# 08. Weather
Source: <br>
1. Swish Analytics <br>
2. RotoGrinders <br>

Description: This scrapes Swish Analytics for daily weather data <br>
Historic data can be found using the stats API <br>

### Wind

In [4]:
# This reverses winds so that they're named for where they're going, not where they're from. This is so vectors make more sense logically.
def wind_reverser(direction):
    direction = direction.replace("N", "s")
    direction = direction.replace("S", "n")
    direction = direction.replace("E", "w")
    direction = direction.replace("W", "e")
    
    return direction.upper()

In [5]:
# This calculates number of degrees for each direction
def find_degree(direction):
    if direction == "N":
        degree = 0
    elif direction == "NNE":
        degree = 1
    elif direction == "NE":
        degree = 2
    elif direction == "ENE":
        degree = 3
    elif direction == "E":
        degree = 4
    elif direction == "ESE":
        degree = 5
    elif direction == "SE":
        degree = 6
    elif direction == "SSE":
        degree = 7
    elif direction == "S":
        degree = 8
    elif direction == "SSW":
        degree = 9
    elif direction == "SW":
        degree = 10
    elif direction == "WSW":
        degree = 11
    elif direction == "W":
        degree = 12
    elif direction == "WNW":
        degree = 13
    elif direction == "NW":
        degree = 14
    elif direction == "NNW":
        degree = 15
        
    degree = degree * 22.5 

    return degree

In [6]:
# This calculates the x and y vectors given the park's orientation and the wind's direction
def calculate_vectors(row):
    # Determines degree of centerfield
    park_angle = find_degree(row['CF'])
    # Determine degree of wind
    row['Direction'] = wind_reverser(row['Direction'])
    wind_angle = find_degree(row['Direction']) 
    
    # Determine angle between them
    angle = wind_angle - park_angle 

    # Calculate vectors
    x_vect = round(math.sin(math.radians(angle)), 5) * row['Speed']
    y_vect = round(math.cos(math.radians(angle)), 5) * row['Speed']

    return x_vect, y_vect

### Swish Analytics

In [7]:
# Scrape Swish Analytics for weather date
def scrape_swishanalytics(team_map):
    team_map = team_map[['FANGRAPHSTEAM', 'BBREFTEAM', 'FULLNAME', 'VENUE_ID']]
    
    # Swish Analytics URL 
    url = "https://swishanalytics.com/mlb/weather?date=" + todaysdate_dash

    # Browser header
    hdr = {'User-Agent':'Mozilla/5.0'}

    # Request data
    req = urllib.request.Request(url, headers=hdr)
    response = urlopen(req)
    soup = BeautifulSoup(response, "html.parser")

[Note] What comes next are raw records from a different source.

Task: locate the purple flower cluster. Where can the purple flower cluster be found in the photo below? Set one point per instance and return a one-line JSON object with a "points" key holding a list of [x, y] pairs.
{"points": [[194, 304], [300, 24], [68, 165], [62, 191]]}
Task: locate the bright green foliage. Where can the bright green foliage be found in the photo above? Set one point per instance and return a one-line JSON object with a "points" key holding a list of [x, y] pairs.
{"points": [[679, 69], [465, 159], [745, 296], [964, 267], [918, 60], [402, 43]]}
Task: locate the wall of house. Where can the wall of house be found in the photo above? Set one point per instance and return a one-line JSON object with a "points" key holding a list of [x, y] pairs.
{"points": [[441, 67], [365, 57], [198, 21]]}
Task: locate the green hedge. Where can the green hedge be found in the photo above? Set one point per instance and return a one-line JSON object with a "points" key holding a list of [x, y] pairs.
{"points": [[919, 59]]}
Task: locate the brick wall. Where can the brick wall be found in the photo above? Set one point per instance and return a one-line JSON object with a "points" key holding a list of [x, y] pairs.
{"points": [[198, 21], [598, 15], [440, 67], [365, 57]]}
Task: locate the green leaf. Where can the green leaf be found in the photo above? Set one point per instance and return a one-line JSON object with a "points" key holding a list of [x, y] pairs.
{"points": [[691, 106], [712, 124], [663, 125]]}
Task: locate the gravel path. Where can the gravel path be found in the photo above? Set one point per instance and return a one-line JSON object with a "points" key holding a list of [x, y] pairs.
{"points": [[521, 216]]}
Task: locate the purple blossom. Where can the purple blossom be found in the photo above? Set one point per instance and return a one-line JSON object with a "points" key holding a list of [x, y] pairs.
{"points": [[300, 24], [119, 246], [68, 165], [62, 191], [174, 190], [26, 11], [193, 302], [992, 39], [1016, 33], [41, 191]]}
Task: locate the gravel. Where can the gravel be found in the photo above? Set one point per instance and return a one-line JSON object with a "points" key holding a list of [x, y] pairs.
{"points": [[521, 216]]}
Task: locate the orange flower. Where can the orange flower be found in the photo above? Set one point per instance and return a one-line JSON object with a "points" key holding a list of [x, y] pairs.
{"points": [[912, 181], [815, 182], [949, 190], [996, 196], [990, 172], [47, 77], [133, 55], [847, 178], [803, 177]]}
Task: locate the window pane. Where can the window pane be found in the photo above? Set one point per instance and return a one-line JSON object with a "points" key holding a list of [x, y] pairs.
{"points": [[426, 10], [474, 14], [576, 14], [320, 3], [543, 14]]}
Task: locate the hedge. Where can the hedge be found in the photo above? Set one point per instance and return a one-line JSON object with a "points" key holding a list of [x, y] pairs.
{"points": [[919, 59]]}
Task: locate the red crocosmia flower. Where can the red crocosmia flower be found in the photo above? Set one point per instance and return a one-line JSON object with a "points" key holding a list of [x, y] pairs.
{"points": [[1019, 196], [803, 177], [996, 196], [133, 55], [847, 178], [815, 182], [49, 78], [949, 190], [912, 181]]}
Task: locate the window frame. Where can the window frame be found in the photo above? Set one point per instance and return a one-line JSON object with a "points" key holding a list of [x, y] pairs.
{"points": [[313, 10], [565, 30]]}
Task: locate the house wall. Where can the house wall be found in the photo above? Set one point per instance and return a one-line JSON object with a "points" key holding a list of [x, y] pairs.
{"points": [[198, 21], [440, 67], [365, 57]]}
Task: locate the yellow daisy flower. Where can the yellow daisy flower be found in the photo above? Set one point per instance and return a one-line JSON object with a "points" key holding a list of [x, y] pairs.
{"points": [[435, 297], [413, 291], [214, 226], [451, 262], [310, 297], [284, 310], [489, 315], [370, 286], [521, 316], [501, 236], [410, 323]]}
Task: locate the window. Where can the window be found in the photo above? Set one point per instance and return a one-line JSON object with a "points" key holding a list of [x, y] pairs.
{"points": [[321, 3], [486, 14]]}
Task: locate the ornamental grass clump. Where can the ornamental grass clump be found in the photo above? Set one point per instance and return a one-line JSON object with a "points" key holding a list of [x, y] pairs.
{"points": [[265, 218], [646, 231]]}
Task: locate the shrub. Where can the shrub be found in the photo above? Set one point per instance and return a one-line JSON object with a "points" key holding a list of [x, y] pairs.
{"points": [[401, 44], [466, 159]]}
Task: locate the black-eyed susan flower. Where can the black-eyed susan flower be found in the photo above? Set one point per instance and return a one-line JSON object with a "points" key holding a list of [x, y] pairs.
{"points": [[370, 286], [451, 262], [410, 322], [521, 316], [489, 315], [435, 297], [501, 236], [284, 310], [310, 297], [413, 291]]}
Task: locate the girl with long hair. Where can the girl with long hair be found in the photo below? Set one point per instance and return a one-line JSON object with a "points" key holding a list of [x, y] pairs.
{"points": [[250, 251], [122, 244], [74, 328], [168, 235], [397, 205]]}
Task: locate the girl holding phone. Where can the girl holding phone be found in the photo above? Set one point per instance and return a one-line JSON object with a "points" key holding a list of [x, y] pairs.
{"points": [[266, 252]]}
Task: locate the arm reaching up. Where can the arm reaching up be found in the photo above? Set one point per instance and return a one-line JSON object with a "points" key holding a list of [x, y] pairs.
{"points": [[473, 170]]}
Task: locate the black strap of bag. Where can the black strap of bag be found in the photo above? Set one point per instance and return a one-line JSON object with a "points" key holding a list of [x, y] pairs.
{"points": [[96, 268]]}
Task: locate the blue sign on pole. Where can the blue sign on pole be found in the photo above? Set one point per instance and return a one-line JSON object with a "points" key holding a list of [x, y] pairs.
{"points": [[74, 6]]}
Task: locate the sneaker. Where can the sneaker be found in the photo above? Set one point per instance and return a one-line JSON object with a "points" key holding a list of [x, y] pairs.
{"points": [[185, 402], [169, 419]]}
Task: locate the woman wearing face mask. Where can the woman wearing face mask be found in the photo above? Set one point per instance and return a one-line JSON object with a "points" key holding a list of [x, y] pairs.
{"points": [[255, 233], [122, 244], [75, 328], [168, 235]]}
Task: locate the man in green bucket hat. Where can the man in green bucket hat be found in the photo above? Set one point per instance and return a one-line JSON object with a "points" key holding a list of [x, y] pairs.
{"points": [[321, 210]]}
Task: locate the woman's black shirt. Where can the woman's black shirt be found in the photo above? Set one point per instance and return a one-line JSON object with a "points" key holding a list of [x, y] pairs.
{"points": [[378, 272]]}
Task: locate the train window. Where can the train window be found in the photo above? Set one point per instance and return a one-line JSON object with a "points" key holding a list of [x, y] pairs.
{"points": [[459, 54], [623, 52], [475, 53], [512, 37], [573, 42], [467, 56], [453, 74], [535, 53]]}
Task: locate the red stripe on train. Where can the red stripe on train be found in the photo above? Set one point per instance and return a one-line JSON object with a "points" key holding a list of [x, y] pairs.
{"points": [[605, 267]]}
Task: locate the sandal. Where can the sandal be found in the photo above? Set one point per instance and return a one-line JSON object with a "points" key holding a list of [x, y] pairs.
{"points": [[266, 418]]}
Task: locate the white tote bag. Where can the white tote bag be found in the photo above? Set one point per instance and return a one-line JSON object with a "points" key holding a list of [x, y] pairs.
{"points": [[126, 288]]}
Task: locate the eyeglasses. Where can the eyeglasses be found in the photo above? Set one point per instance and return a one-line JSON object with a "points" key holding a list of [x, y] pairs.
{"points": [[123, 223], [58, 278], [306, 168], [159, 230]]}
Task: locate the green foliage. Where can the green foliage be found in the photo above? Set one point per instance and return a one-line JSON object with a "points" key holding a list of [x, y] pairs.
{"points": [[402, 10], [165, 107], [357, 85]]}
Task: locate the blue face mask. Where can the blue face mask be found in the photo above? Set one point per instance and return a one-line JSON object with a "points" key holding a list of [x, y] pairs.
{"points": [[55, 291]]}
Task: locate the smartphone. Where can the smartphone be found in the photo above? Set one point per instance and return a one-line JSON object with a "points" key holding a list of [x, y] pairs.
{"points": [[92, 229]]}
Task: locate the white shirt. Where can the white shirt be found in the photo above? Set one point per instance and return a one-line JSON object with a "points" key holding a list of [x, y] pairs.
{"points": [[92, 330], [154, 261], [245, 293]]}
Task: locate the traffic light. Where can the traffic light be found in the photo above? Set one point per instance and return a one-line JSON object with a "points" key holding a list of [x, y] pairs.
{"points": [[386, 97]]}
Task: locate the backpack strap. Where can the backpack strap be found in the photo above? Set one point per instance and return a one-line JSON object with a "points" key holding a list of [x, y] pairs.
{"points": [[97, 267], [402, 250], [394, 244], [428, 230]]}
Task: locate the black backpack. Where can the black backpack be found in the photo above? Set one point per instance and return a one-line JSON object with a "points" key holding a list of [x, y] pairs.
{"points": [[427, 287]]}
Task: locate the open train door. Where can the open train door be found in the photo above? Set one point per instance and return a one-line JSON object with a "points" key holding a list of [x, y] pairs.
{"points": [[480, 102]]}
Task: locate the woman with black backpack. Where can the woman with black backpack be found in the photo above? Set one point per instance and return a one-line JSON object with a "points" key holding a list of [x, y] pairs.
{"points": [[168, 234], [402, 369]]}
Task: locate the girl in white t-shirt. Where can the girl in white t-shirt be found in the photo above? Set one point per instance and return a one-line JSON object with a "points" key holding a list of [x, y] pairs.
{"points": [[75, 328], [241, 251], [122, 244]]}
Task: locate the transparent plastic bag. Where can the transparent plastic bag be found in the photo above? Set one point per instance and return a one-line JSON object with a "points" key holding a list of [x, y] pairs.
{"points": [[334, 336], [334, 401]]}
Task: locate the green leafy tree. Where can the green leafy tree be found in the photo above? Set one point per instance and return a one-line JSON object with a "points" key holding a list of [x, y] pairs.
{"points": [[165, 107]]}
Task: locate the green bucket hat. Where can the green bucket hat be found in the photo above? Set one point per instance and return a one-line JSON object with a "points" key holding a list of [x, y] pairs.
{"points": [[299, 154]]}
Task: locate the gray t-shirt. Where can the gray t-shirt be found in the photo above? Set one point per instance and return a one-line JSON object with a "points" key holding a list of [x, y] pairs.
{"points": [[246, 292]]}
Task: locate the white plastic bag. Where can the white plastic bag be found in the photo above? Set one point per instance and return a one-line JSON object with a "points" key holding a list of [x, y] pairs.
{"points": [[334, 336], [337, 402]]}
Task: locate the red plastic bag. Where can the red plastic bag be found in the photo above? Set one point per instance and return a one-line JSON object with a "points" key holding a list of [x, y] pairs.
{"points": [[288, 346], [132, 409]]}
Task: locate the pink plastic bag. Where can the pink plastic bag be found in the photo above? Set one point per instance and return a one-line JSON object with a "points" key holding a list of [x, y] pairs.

    # Create a list of matchups in the order of the weather tables
    matchup_list = []
    text = soup.find_all(text=True)
    for t in text: 
        if "\xa0\xa0@\xa0\xa0" in t:
            if t.parent.name != "small":
                matchup_list.append(t.parent)

    # Clean list of matchups
    matchup_list_clean = []
    for matchup in matchup_list:
        matchup_clean = str(matchup)
        matchup_clean = matchup_clean.replace('<h4 class="lato inline vert-mid bold">\xa0\xa0', "")
        matchup_clean = matchup_clean.replace('\xa0\xa0', "")
        matchup_clean = matchup_clean.replace('</h4>', "")
        matchup_list_clean.append(matchup_clean)
        
    # Request data
    r = requests.get(url, headers=hdr)

    # Loop over every weather table (one for each item in the matchup list)   
    i = 0
    while i < len(matchup_list_clean):
        # This is the table number
        table = 3 + (i * 2)
        # Make the table
        df = pd.read_html(r.text)[table]

        # Rename columns so they'll be consistent when they're appended together (they're usually hours)
        num_col = len(df.columns)

        df.rename(columns={df.columns[num_col-5]:"Start", df.columns[num_col-4]:"Plus1", df.columns[num_col-3]:"Plus2", df.columns[num_col-2]:"Plus3", df.columns[num_col-1]:"Plus4"}, inplace=True)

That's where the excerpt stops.